Depuis quatre jours, l'horaire du désabusé se répète. Je me lève à 13h. Je vérifie s'il y a des messages sur la boite vocale ou à la sortie du télécopieur et je reste en pyjama jusqu'à 16h. Seize heures et quart, je quitte l'appartement de manière à ce qu'à son retour, Catherine ne découvre pas que j'ai rien foutu de la journée. Sur la rue, j'inspire à plein poumon comme si, ce faisant, je pouvais du mouvement d'expiration rejeter toute cette lourde tristesse. Je fais un saut à la charcuterie ou à la pâtisserie pour brûler du temps et je reviens chez moi.

Mon stratagème est bien huilé puisque Catherine ne se doute pas de son existence. J'arrive un peu après elle lorsque je ne la rencontre pas directement sur le trottoir.
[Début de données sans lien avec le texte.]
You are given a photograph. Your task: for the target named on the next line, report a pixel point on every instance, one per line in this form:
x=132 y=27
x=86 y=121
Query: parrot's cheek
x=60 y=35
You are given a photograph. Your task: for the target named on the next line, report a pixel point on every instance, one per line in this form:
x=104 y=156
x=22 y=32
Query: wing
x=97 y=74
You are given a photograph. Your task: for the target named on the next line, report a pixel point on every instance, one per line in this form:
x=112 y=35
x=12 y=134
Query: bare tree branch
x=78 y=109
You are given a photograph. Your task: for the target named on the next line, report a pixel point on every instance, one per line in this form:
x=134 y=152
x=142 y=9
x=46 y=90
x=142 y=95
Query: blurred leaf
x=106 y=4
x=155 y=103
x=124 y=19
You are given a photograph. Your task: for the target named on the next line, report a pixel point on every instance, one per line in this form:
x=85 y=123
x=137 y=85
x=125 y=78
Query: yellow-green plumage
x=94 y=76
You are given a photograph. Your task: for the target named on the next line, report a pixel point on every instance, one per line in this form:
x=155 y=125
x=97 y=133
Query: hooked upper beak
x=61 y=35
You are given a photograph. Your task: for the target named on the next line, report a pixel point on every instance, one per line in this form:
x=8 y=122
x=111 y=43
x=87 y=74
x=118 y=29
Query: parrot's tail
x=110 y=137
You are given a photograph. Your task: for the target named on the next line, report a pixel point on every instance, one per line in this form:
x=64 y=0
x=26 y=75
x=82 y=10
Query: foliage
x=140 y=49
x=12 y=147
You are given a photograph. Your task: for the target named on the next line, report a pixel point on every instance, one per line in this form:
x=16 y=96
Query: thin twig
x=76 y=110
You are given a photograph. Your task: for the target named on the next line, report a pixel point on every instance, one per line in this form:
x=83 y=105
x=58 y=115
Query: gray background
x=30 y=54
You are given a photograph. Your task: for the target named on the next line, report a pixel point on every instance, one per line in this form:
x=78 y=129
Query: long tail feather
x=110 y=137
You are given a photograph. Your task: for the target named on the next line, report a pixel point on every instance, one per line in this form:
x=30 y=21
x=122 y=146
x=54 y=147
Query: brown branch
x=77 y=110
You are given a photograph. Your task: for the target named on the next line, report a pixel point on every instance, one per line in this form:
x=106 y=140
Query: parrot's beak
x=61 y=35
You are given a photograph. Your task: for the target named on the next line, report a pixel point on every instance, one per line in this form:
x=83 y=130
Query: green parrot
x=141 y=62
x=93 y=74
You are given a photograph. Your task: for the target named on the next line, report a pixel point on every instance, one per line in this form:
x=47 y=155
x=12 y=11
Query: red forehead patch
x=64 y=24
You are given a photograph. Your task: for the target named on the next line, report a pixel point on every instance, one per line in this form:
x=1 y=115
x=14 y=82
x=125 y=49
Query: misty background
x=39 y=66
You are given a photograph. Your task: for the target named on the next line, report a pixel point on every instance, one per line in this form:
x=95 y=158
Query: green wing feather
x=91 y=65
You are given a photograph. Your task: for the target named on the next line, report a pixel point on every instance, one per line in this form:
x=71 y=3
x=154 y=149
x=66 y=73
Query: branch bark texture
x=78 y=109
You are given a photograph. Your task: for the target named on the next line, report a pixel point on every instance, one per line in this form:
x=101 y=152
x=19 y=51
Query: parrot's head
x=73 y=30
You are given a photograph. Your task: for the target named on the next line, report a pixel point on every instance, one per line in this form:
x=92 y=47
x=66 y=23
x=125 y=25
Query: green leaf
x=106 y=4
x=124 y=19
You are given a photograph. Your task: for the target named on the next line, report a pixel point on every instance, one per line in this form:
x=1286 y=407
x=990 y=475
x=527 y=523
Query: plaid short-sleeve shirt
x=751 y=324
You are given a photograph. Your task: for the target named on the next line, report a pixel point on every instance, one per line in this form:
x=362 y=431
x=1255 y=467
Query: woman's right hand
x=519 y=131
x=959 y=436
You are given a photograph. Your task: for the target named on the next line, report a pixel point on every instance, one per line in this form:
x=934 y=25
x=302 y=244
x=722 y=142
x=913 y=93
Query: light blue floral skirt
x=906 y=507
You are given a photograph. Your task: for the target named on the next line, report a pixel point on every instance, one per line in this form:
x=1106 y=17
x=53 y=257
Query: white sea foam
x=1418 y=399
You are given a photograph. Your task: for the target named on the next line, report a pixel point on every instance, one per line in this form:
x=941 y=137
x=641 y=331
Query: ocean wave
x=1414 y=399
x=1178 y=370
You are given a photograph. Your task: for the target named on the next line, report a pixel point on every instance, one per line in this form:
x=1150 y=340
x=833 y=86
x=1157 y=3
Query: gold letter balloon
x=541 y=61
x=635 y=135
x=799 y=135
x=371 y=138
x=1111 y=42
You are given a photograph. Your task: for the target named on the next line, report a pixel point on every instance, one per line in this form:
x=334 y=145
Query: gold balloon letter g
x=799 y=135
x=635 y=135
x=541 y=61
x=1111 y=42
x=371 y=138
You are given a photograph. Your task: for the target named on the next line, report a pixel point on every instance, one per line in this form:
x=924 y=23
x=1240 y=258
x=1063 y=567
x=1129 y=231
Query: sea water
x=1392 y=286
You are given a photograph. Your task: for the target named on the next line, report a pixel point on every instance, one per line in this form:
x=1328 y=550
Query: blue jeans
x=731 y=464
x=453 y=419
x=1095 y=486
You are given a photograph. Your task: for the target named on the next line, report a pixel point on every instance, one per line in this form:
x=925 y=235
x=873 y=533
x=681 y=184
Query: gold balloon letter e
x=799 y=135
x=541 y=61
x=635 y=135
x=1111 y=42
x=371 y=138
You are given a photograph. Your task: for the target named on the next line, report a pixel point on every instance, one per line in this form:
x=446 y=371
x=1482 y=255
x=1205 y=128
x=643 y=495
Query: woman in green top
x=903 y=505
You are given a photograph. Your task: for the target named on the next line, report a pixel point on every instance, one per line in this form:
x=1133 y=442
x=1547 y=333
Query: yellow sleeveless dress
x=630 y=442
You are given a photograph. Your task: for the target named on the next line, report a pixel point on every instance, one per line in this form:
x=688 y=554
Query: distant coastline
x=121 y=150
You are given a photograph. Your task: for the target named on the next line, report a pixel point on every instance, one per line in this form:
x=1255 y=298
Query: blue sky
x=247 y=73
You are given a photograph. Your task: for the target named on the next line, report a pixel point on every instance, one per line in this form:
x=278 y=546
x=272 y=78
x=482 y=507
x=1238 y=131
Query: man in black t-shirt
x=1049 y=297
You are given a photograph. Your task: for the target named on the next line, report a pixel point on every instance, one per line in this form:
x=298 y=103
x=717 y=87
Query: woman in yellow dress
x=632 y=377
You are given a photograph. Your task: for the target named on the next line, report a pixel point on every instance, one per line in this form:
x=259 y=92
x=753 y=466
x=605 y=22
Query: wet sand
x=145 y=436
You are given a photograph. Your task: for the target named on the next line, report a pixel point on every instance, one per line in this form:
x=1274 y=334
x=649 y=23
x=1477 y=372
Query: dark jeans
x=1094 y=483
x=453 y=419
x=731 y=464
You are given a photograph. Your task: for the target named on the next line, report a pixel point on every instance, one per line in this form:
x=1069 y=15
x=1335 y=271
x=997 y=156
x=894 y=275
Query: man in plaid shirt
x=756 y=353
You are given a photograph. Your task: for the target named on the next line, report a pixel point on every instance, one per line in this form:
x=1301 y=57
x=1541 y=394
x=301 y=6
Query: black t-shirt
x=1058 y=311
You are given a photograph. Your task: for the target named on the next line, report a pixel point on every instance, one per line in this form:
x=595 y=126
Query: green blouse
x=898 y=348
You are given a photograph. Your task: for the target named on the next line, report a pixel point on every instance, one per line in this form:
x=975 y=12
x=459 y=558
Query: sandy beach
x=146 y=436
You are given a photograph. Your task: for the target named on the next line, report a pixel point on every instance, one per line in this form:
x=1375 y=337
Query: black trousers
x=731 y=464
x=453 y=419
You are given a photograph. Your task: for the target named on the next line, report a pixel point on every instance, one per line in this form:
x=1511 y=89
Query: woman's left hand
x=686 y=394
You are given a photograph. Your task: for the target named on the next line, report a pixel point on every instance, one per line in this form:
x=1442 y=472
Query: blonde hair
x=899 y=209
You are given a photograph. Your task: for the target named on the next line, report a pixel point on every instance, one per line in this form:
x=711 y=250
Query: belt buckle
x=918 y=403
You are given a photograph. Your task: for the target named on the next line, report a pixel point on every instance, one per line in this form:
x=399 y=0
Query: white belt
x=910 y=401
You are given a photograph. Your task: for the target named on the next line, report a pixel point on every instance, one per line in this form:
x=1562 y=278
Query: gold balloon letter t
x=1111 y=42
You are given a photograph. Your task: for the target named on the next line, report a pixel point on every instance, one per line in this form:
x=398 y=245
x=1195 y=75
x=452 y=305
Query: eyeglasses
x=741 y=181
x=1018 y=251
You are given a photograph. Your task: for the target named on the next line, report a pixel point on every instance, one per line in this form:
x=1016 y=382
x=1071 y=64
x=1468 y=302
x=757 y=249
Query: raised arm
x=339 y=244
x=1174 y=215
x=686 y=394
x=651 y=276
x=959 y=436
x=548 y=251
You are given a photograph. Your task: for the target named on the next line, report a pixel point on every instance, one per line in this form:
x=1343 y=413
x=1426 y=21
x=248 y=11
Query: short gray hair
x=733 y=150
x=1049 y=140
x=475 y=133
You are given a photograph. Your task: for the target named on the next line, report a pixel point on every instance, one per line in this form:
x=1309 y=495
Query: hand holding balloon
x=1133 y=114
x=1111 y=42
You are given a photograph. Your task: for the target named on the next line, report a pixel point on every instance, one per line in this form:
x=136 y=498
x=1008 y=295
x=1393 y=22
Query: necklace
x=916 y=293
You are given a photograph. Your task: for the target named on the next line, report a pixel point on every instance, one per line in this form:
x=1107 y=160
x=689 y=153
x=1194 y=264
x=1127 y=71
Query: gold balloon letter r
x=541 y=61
Sa seule présence suffit à circonscrire ma douleur, du moins jusqu'à ce qu'elle se couche et que je la quitte pour une nuit blanche avec quiconque de mes connaissances est partant.

Lundi, c'était au Belmont sur Saint-Laurent avec Christophe.

Mardi, c'était au Vertigo sur Rachel avec Sylvain et ses confrères étudiants de la Polytechnique.

Hier, c'était au Cirque sur Mont-Royal avec Ramone, un des locataires de l'immeuble, et sa copine.

Ce soir, je verrai bien.

Puis, à la fermeture des bars, je tombe comme un arbre mort dans le lit de ma douce voisine.